ゼロコロナ政策のような強い規制を続けていてはいつか人々も我慢の限界に達することになるでしょう。一部で規制が無視され始めればその影響で伝染病が広がり規制そのものが無意味となります。一度崩れた規制はすぐに破綻に進むことが容易に想像されます。その後、多くの人が病気で死亡する(致死性が高いですからね)ことで社会インフラを始めとしたいろいろな組織が維持不能になれば文明が崩壊する、と言うレベルの危機すら現実的なものとなるのではないでしょうか。
このようなシチュエーションはSF映画などではおなじみのもの。その後、わずかに生き残った人々が……って、あれ?なんで生き残る人が居るんだろう。
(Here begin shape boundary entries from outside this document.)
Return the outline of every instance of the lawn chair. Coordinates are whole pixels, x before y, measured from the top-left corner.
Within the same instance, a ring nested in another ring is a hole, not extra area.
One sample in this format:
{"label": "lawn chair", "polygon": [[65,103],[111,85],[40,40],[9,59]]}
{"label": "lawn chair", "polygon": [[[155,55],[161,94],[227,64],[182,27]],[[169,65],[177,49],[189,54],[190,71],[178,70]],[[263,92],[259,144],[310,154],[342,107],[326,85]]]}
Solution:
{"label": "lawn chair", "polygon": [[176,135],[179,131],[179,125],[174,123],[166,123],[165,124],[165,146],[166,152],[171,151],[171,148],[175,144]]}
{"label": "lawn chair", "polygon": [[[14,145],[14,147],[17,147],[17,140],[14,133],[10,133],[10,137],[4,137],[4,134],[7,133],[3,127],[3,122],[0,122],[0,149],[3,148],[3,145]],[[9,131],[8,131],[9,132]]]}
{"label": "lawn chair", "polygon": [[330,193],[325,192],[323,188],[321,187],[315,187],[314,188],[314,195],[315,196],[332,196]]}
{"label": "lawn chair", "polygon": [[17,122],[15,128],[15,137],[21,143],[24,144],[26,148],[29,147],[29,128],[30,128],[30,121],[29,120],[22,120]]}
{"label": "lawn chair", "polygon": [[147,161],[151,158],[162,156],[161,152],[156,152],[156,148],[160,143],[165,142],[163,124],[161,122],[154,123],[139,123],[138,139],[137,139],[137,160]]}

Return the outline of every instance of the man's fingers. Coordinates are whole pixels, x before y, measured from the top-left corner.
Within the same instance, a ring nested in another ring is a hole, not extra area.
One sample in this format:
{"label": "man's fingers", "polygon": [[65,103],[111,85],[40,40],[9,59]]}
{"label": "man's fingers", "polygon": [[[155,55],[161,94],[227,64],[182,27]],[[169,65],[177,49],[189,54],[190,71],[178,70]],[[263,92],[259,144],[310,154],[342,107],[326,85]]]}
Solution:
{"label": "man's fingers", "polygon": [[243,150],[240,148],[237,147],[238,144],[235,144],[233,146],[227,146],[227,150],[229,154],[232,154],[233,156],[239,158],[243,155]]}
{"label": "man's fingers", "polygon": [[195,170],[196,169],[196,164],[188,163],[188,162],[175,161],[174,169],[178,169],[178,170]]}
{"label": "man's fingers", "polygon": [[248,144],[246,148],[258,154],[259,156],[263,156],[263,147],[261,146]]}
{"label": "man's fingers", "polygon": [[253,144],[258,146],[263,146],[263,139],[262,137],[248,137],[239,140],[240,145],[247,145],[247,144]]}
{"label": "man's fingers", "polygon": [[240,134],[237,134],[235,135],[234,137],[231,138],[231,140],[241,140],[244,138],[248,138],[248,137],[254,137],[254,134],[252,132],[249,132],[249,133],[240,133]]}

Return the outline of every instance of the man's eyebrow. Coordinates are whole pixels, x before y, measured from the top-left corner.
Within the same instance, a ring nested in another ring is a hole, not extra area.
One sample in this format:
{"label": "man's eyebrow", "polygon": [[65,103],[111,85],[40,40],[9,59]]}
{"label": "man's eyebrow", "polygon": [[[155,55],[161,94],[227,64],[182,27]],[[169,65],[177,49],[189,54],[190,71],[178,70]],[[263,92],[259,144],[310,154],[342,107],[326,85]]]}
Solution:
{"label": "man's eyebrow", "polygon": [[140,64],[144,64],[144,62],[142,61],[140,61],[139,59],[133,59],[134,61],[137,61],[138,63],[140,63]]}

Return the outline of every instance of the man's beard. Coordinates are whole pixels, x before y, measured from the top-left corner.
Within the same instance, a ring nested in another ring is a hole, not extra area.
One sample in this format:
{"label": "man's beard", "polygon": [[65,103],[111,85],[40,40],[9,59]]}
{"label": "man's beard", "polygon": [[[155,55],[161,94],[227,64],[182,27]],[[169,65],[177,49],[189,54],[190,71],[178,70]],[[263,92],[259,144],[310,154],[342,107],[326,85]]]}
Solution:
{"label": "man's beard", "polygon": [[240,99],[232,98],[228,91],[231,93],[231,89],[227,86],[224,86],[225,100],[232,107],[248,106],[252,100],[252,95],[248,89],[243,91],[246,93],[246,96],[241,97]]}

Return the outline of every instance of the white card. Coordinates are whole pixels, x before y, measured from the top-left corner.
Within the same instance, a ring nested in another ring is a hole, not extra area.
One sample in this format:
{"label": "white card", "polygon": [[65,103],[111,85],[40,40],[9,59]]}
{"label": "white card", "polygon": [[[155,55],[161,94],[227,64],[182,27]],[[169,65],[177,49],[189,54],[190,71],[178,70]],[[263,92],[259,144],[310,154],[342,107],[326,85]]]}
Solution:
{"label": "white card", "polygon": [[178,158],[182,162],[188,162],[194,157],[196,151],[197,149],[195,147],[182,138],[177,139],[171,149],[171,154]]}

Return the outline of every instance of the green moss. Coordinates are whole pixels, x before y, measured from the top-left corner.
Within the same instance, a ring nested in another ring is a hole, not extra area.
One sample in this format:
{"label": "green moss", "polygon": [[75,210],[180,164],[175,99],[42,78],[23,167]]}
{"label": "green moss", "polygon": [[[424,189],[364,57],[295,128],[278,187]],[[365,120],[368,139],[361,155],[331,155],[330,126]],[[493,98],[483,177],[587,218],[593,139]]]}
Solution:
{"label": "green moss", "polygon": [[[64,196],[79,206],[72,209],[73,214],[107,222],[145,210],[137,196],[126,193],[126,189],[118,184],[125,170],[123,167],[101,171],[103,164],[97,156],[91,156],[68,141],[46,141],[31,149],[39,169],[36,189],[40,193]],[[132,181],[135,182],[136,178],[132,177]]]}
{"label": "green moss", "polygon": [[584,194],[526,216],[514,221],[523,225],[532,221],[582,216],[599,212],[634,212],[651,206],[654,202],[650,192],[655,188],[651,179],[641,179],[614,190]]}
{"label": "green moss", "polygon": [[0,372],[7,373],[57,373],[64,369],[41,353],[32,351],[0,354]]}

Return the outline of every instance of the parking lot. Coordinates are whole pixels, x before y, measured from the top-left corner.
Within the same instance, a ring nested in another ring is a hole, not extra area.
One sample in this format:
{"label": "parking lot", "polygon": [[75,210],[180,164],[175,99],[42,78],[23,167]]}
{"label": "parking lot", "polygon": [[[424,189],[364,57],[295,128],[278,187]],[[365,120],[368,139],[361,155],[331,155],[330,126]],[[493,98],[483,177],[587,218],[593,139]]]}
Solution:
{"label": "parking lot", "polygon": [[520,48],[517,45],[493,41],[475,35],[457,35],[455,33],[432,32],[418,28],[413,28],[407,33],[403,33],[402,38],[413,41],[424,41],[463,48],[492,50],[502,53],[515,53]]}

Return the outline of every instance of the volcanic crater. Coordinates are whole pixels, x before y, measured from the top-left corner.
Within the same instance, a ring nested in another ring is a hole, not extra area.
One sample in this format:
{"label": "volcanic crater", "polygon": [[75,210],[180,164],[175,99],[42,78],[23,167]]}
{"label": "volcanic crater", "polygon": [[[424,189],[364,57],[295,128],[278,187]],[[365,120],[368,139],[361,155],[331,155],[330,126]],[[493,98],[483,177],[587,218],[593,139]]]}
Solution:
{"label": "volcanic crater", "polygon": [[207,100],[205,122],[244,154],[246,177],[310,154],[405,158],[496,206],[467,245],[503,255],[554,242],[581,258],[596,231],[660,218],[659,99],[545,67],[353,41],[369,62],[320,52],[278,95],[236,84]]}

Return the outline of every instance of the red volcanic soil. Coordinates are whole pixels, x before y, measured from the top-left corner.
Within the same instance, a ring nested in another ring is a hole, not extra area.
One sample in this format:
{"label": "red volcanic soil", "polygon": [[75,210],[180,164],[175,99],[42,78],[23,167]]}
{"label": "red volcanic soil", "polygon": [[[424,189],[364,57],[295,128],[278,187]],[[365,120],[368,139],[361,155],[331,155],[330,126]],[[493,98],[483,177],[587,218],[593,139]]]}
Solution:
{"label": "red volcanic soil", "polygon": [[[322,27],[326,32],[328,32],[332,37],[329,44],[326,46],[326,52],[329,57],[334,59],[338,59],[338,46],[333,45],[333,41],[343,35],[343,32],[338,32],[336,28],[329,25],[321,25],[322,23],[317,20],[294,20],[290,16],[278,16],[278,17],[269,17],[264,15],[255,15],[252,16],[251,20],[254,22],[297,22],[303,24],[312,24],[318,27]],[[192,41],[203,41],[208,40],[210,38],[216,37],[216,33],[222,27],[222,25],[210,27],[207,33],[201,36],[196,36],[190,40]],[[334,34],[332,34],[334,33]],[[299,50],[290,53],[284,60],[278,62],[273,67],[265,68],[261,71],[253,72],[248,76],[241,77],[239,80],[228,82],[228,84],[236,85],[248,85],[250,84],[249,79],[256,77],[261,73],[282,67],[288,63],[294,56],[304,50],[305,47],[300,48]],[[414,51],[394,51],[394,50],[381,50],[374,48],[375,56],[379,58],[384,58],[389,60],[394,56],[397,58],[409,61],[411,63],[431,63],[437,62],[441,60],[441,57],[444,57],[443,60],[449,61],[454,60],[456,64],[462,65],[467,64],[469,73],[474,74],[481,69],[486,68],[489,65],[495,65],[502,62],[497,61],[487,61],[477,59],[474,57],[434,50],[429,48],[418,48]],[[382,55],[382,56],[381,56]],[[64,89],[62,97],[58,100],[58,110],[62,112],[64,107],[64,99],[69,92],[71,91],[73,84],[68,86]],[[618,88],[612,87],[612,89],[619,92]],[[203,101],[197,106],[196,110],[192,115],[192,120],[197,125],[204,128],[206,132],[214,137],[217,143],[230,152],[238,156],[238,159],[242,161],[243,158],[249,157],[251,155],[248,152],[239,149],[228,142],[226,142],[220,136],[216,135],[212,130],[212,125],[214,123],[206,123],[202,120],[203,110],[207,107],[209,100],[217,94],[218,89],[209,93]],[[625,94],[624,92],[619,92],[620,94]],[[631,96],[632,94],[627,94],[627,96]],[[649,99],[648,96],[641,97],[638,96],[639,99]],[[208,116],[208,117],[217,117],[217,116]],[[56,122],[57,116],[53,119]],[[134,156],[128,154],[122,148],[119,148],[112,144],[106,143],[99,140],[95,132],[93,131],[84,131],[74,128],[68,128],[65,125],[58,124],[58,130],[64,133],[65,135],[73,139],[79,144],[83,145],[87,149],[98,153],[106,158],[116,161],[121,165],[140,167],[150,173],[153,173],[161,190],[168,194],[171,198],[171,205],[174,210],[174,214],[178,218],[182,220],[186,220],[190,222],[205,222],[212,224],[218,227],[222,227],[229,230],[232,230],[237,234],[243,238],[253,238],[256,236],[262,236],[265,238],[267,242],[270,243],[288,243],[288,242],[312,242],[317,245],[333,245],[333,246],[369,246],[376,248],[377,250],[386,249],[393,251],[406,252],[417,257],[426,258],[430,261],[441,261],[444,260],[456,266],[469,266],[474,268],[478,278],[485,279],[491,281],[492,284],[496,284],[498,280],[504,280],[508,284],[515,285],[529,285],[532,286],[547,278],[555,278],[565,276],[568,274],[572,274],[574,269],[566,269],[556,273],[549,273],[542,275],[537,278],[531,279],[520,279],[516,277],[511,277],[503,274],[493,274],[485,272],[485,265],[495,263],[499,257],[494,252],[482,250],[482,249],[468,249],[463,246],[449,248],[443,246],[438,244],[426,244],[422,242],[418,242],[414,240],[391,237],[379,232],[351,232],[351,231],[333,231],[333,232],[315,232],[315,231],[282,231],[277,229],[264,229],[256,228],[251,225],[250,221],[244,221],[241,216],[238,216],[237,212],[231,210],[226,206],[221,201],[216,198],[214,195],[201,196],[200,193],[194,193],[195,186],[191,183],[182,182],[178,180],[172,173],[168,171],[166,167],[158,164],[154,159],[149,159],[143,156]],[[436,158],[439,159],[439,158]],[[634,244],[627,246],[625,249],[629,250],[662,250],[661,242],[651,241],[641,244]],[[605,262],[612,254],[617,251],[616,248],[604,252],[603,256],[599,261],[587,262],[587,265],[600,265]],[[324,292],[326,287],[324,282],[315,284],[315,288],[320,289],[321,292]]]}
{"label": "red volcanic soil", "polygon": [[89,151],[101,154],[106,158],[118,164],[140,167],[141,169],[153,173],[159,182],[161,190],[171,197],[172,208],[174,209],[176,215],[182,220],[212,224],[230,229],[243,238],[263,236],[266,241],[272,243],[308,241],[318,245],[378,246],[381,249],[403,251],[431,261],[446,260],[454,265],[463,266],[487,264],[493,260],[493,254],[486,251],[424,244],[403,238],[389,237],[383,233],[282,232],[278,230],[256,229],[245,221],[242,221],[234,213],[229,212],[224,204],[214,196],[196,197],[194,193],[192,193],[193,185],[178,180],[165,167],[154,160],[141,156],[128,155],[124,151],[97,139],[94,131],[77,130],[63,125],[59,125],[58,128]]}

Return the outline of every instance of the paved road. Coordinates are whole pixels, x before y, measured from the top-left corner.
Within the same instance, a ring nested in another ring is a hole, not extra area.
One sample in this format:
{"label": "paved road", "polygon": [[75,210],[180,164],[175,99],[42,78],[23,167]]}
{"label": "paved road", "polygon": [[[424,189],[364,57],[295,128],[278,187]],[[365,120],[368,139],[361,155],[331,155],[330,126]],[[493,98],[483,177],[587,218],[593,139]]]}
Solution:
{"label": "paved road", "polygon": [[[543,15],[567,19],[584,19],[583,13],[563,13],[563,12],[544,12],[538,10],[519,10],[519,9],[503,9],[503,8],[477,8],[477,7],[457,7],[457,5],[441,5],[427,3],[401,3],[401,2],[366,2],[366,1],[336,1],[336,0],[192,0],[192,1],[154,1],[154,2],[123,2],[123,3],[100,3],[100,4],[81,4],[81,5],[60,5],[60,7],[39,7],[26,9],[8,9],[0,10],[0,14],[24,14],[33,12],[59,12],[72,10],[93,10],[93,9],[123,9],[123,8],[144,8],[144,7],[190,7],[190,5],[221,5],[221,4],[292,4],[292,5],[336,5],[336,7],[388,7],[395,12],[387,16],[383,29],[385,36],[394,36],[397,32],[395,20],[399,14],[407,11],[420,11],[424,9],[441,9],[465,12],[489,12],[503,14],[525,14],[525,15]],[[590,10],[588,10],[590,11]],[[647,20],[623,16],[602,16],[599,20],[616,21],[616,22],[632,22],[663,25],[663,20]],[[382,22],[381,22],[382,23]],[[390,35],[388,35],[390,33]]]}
まあ、SF映画であれば生き残りがいないと映画が終わってしまいますからしょうがない。とはえい、文明崩壊レベルのパンデミックが起こったとしても本当に全ての人が、最後の一人まで死んでしまうというのはどうにも考え難い話ではあります。
人間を始め、いろいろな生物には多様性があります。どんな病気に対してもそれに耐性をもった人間は必ずいるはずです。ということはこのブログのタイトルに対する答えはNOでしょう。
先ほど文明崩壊もありうると書きました。でも、タイトルをよく見てください。「人類滅亡」って有りますよね。少しでも生き残る人たちがいればそこから再び人類は立ち直るのではないでしょうか。「文明崩壊」と「人類滅亡」、どちらも大変なことではありますが、両者には大きな差があるのもまた事実だと思います。